Sunday, October 16, 2016

The Talented Mr. Ripley (1999)

Director: Anthony Minghella
Writers: Patricia Highsmith, Anthony Minghella
DOP: John Seale
Cast: Matt Damon, Jude Law, Gwyneth Paltrow, Philip Seymour Hoffman

In the late 1950s New-York, Tom Ripley (Matt Damon), a young underachiever is sent to Italy to retrieve Dickie Greenleaf, a rich spoiled millionaire playboy. But when the errand fails, Ripley takes extreme measures.

Talented Mr. Ripley was the follow-up film from Minghella to 'The English Patient', which won numerous academy awards. That one was a typical Oscar bait film that you like watching it for the first time but have no intention to revisit it ever again. While this one is the exact opposite, with a truly dark story which won't make it a favourite during the awards season and tremendous performances from all concerned. Matt Damon is a favourite of mine more because of the films that he is involved with than because of superlative acting turns. He is someone who has played too many Matt Damonish roles and you've trouble seeing him as the character that he is playing. Ripley is an exception to that and it is in my opinion his best performance.
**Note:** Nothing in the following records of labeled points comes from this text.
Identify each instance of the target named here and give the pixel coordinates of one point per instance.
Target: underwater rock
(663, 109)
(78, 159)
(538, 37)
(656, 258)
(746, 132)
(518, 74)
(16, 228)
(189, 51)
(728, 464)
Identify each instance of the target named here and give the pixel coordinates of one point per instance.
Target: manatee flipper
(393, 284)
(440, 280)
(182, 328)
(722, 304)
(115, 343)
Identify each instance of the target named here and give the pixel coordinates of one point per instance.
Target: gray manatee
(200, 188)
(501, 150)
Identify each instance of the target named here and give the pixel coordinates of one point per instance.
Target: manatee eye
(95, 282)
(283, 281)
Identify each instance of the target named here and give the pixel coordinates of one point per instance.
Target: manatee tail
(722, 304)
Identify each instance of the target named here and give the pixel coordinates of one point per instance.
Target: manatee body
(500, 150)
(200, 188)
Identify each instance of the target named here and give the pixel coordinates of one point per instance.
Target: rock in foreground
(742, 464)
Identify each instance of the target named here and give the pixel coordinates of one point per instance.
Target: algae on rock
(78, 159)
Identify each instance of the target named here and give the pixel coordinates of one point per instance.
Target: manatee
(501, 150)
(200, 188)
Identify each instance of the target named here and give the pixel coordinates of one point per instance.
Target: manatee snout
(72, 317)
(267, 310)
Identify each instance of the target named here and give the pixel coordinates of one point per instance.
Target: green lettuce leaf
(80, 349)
The errand that he is assigned for by the millionaire father is as part of a misunderstanding and there is the obvious class difference between Ripley and those he acquaints with on his trip.
Ripley is good at impersonating others, forging signatures and lying comfortably. He begins to long for the lifestyles of his rich new friends. There is also some homosexual undertones to the whole deal.

The greatest thing about the film is that he gets away with (physically not mentally) which is in stark contrast to the usual 'Crime doesn't pay motif' from Hollywood. We also want him to get away with it. Overall, it is a great watch and works as a psychological thriller. The film is an adaptation of Patricia Highsmith's novel with the same name and it was also earlier adapted as the film 'Purple Noon'. I do like to check out Alàin Delon's performance as Ripley.